Does anyone use the Tarpon 120? If so what are some pros and cons?

How does it comapre to the Ocean Kayak?

Are there some other brands that would be in the same price range as these that I should look at?


----------



## bbcroaker (Jan 6, 2005)

It would be best to go to a Demo or Dealer and paddle several such as Tarpon120/140 ,
Liquid Logic manta ray12/14'
Ocean Kayak Prowlers
Heritage Redfish 12'/14'
etc. 
Like test driving a car or boat .You want know what one is like until you try it.
Check out reviews on www.Kayakfishingstuff.com
Hope you find one you like and then good:fishing:


----------



## J_Lannon (Jul 23, 2003)

How much do you weigh? What are you going to be doing? Short range fishing or fishing and long paddles?


I went from a T160i, to a Prowler 13", and now to a Ride 135. Its all about what you want to do. I gave up a little speed for a much more comfortable boat.. If I get into a good "speck" spot, I'll sit there for 8-9 hours.
I couldnt go that in either the 160i or the Prowler.


----------



## abu (Nov 28, 2006)

Croaker...thanks for the web site it is really helpful.

5'10 and 185 I think most of my trips would be shorter paddles for now. I could see myself using in bays, flats, ICW and lakes. I don't think I would be taking it out through the surf but I might want that capability in the future.


I am willing to sacrifice speed for stability and a dry ride. I was reading about the x-factor last night and it seems to be everything I'm looking for but heavy.

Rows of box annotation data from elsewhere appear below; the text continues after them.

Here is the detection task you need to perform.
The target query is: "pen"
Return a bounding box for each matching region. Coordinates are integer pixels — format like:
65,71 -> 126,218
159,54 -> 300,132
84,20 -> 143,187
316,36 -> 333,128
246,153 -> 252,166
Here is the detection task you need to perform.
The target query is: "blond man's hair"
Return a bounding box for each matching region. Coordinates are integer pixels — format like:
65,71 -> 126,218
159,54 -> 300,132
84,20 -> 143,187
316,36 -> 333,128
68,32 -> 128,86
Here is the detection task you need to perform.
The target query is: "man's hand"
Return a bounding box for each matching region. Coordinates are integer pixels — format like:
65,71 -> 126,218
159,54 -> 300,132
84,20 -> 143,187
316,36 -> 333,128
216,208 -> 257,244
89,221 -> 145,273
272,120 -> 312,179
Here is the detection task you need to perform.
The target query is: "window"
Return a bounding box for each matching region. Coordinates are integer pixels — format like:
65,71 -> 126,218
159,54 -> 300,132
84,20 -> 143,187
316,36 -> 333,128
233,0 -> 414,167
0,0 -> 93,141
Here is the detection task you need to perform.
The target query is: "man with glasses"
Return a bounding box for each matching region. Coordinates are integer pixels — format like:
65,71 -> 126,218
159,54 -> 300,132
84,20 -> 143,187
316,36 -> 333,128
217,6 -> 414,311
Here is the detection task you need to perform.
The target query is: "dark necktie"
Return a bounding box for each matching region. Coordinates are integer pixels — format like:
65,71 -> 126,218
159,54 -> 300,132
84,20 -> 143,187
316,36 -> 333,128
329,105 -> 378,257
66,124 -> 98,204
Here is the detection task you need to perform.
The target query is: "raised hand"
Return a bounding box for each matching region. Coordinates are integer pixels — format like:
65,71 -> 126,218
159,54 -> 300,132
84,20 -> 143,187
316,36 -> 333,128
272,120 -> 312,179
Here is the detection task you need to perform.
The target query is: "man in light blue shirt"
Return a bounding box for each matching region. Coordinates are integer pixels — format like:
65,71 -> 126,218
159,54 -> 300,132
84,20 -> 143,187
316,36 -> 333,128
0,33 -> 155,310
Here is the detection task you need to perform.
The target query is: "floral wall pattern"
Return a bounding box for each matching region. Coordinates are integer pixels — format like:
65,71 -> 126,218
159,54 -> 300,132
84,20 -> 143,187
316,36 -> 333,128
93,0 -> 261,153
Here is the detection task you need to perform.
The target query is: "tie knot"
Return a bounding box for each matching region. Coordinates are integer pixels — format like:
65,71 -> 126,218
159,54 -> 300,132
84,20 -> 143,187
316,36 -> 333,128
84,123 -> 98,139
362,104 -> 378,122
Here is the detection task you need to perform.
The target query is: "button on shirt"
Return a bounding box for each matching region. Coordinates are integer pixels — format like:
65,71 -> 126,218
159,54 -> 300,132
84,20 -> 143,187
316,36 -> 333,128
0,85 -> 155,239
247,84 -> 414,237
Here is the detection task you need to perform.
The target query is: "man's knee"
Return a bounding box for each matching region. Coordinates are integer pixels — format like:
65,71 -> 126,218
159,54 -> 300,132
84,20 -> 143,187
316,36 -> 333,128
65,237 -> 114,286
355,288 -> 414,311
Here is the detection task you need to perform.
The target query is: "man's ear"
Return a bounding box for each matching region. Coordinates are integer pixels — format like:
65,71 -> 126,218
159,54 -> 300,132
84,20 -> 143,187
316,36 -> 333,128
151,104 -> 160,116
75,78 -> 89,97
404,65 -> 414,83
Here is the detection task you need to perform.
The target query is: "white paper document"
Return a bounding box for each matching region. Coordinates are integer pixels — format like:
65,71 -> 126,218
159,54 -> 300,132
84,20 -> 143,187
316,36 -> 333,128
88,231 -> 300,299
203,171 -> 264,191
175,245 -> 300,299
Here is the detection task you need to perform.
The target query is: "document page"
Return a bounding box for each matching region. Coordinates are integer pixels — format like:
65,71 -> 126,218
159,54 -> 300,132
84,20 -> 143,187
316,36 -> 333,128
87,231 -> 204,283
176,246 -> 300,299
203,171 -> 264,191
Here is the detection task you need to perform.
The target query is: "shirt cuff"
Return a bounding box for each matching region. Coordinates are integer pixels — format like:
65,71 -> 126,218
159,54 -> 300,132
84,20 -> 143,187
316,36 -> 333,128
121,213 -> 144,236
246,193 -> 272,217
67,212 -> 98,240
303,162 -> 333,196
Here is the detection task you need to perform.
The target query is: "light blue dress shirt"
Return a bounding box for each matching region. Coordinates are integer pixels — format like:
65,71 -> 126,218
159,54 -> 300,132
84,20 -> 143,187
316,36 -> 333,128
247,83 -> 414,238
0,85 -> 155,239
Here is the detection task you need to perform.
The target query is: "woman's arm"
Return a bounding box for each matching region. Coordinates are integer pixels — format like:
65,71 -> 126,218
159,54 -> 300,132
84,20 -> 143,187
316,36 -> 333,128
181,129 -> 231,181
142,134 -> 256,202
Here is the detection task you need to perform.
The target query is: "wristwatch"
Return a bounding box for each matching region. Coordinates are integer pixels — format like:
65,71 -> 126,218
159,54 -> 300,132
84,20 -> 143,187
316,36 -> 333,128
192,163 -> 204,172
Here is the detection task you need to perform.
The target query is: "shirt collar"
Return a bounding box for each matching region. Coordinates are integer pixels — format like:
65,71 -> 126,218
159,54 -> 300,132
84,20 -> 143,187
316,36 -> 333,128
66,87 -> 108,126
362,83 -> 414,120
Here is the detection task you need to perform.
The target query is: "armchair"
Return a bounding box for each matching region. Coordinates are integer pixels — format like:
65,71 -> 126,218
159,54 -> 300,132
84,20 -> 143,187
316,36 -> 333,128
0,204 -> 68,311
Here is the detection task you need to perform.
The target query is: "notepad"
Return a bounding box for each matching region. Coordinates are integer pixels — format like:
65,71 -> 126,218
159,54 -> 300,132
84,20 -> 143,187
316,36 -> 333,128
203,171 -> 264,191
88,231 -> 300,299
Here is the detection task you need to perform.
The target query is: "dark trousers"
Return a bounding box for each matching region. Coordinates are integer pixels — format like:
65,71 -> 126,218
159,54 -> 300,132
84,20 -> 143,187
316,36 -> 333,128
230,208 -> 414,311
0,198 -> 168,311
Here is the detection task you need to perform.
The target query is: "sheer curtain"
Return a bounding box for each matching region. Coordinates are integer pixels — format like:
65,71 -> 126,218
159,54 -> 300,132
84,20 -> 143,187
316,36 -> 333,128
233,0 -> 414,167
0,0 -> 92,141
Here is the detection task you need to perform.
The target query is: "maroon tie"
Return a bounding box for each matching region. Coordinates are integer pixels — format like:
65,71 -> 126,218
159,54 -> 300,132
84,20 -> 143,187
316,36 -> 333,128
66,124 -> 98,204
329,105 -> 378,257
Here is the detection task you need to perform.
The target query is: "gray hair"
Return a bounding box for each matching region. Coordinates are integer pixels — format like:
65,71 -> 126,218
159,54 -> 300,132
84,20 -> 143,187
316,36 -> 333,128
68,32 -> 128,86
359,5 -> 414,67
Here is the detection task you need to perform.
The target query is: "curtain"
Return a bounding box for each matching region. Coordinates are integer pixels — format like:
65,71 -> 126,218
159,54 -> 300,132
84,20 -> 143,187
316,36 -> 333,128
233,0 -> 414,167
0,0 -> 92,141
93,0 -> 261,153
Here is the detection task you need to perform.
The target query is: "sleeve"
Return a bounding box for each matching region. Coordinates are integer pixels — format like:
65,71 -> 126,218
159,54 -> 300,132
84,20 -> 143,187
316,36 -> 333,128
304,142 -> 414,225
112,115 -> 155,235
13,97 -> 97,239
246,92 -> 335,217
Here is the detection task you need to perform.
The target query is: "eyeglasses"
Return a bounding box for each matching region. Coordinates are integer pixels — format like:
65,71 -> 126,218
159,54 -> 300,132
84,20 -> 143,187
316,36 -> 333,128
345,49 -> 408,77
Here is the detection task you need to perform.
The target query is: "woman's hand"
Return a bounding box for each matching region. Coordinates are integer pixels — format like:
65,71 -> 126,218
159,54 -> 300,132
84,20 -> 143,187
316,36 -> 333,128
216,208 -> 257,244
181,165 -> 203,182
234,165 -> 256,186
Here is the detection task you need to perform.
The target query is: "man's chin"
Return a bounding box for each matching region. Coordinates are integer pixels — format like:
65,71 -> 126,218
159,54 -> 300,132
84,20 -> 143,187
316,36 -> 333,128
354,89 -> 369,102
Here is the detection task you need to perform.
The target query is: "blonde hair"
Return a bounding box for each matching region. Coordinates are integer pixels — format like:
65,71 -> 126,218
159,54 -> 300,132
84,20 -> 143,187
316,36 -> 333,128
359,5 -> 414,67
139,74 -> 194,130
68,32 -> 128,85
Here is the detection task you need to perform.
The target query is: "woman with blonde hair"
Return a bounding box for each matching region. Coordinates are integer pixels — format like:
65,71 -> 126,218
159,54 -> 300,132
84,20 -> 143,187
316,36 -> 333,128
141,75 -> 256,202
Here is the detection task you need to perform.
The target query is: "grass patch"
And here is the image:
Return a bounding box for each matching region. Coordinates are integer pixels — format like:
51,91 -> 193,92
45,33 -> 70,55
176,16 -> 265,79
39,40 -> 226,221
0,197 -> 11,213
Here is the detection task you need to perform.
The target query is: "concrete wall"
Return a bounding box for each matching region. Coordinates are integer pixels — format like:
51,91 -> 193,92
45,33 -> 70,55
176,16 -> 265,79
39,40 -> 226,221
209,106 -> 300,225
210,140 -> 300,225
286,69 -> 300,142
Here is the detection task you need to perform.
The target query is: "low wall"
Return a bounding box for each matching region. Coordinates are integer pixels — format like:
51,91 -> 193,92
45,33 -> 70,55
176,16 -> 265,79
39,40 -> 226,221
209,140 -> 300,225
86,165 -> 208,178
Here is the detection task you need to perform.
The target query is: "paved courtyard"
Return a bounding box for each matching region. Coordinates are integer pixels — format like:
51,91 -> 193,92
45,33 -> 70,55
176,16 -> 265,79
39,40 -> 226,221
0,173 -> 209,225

Does anyone use the x-factor?

J-Lannon.....How do you like the Ride 135? Is this one I should consider based on the information I listed ablove?

Thanks


----------



## notso (Jul 18, 2005)

I paddle an X factor & really like it. It is the most stable yak out there, & paddles pretty well for it's size/weight. I will warn you though that Malibu has had some quality control issues and thier customer service has been questioned several times. Do a search on kayakfishingstuff and you will see several threads on those issues. If you decide to go with a malibu, make sure you use a reputable dealer that will stand behind what they sell. Some folks have gone thru 2-3 boats before they got a good one (others have had exactly zero problems and love thier boats).


----------



## J_Lannon (Jul 23, 2003)

abu said:


> Croaker...thanks for the web site it is really helpful.
> 
> 5'10 and 185 I think most of my trips would be shorter paddles for now. I could see myself using in bays, flats, ICW and lakes. I don't think I would be taking it out through the surf but I might want that capability in the future.
> 
> ...




First of all, most any SOT is extremely stable. After a hour or so, you will feel like its a chore to tip it over because your balance becomes in tune with what your doing. Yes some SOT's are more stable than others. But unless the boat is really wide like my Ride 135, I cant tell the difference anymore. The stability issue is way over blown, kinda like "wet ride & dry ride".

Yes, I love the RIDE 135, its ultra roomy, with a great seat system. But it is also pretty heavy at 65+ lbs. Dont ask me why a guy with a bad back bought one.: rolleyes:

Dont worry about stability... and dry versus wet ride issues.. Trust me, ...... unless your an absolute Klutz, you will feel stable on most any SOT type kayak after you get some seat time.

Your welcome to try mine out, just leave a 2-3 beer deposit.


----------